You can find out some interesting things about how language use changed between, say, the mid-1990s and about 2015 in England. As you’ve probably noticed, “awesome” is used a great deal more nowadays than it used to be. That’s the case in both the US and England, but in the British case “awesome” seems to have replaced the word “marvelous.” “Marvelous” was never as common in American English as it seems to have been in the UK, by the way, possibly because from their perspective we misspell it every time (in the UK it’s “marvellous”).
You can also track things like “the words that have most declined in usage since 1995.” In England they include some words that were never common here in the first place: “ta-ra”, “mucking”, “matey”, “cobbler”, and “draught”. “Boxer” and “playschool” are also US words, but I suspect that here “playschool” is more likely to be a brand name (Playskool).
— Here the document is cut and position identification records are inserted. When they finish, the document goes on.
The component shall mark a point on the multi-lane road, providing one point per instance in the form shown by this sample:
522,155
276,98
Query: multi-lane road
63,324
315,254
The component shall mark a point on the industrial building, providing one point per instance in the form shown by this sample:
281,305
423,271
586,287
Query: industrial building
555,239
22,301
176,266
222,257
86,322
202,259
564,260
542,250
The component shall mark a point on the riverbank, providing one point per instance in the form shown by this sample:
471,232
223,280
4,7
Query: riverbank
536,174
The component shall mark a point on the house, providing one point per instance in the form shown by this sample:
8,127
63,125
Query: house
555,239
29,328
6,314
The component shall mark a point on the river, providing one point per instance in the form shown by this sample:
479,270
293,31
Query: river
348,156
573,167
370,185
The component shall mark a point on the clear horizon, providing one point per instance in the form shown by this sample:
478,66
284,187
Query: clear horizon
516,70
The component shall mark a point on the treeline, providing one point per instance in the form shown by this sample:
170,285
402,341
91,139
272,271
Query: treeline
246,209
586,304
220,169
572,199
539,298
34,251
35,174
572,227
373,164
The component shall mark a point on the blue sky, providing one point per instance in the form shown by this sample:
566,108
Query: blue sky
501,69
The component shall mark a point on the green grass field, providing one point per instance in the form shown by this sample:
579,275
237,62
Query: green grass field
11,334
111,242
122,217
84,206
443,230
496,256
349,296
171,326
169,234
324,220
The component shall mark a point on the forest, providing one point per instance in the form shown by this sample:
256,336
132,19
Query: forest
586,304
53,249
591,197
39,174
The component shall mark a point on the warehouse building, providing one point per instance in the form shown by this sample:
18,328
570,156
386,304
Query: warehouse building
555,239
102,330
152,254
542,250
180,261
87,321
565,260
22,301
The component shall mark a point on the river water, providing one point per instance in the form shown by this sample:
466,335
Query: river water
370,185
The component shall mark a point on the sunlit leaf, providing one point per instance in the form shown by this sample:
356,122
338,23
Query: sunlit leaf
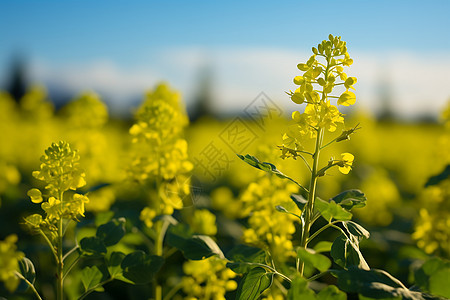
256,281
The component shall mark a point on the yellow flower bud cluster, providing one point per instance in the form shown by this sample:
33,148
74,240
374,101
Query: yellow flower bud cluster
61,171
269,228
159,151
207,279
316,84
9,262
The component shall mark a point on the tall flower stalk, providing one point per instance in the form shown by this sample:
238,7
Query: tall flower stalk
61,172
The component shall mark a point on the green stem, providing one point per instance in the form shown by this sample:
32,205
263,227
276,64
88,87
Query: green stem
320,230
95,287
173,291
70,252
312,278
71,267
52,248
60,262
309,208
29,284
161,230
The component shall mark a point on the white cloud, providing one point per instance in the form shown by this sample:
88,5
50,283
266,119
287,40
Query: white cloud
417,83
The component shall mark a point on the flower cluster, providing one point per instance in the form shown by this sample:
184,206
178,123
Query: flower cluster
9,262
207,279
160,153
318,82
268,228
61,172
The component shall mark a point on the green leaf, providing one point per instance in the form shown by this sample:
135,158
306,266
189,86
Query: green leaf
140,267
242,257
90,277
350,199
331,210
323,246
114,262
299,290
111,232
194,247
267,167
434,180
374,283
433,276
356,230
331,292
299,200
318,261
93,246
26,268
254,283
346,253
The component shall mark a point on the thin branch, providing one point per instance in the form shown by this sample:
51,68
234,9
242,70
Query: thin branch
29,284
70,252
318,275
320,230
95,287
49,244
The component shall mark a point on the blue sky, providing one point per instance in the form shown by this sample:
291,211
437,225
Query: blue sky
59,37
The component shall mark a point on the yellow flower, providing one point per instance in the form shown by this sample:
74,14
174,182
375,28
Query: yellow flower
208,278
52,208
345,164
35,195
9,262
147,215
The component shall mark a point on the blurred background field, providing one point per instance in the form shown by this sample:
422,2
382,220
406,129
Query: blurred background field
77,72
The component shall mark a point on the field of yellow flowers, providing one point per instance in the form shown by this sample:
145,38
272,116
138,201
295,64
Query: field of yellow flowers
160,207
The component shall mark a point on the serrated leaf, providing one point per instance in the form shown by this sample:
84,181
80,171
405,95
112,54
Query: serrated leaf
331,210
93,246
256,281
267,167
194,247
299,290
350,199
318,261
299,200
111,232
140,267
242,257
90,277
433,276
114,263
323,246
346,254
331,292
356,230
374,283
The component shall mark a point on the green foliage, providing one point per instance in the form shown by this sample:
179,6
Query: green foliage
256,281
375,284
140,268
433,276
350,199
310,257
195,247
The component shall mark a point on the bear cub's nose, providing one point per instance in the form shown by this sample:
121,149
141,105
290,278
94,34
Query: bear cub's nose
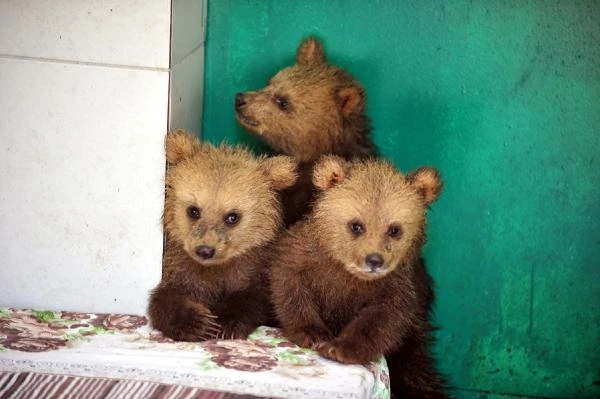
240,101
205,252
374,261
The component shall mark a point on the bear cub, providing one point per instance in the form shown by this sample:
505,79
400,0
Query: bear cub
353,285
221,214
309,109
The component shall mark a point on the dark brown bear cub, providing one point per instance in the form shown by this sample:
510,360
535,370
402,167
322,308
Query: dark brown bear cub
307,110
221,213
352,284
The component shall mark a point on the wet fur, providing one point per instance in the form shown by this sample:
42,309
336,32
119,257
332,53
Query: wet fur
226,295
325,114
326,298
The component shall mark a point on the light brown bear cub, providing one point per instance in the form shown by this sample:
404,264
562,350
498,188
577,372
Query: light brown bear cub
221,214
353,285
307,110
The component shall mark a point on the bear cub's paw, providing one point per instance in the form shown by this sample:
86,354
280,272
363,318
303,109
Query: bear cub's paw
194,322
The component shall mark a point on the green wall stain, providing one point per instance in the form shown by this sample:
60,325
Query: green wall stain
503,97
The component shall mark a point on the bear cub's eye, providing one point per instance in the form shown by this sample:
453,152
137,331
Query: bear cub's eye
194,212
282,103
232,218
356,227
395,231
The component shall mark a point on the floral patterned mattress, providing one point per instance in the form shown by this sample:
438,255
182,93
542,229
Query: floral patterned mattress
69,355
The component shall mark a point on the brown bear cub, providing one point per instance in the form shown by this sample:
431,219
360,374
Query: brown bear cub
353,285
307,110
221,213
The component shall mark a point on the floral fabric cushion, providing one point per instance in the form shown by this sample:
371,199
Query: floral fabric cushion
126,348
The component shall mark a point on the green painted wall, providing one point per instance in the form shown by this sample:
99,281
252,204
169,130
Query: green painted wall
504,98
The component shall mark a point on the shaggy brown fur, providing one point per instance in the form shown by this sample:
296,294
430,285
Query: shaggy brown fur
221,214
353,285
307,110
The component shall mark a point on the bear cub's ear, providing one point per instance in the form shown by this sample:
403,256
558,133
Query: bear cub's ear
179,145
329,171
428,183
310,52
281,170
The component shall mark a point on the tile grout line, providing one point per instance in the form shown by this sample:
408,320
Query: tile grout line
85,63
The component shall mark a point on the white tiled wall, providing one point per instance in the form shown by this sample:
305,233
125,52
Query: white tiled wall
84,105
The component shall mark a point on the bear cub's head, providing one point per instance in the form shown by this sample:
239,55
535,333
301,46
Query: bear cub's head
221,202
308,109
370,217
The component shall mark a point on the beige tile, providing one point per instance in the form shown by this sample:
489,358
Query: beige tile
187,80
122,32
188,28
82,167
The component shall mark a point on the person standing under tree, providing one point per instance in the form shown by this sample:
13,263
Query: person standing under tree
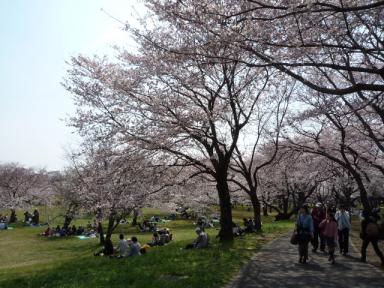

Another word that’s declined sharply is “cassette.” That illustrates something interesting about the corresponding list of words that have increased in usage — most of them have to do with technology. They include “website”, “laptop”, “texted”, “email”, “internet”, and some more brand names: Google, YouTube, iPhone, iPad, and Facebook.
You can also find some facts that would be quite valuable to have at your fingertips, such as “what are the two the most common adverbs used in movie titles” (“up” and “out” — this is from the US corpus) as well as “do we talk more about education than we used to?” (yes, a lot more, and the use of the word “university” has tripled in the past two decades — this is from the UK project).
It’s not entirely clear how “spoken” English is recorded in these projects — they ingest data from a vast array of publications from magazines to books to scripts, but there seems to be some system of recording things people actually say. I haven’t found the details about how they do that, though. Probably has something to do with the NSA.
In any case, if you want to know whether “smart” is more likely — in fiction — to be used to mean “hurts” as in “ouch, that smarts” or to mean intelligent as in “she’s very smart,” these projects are the best places to go. “Smart” for hurts versus “smart” for bright, by the way, is a tie.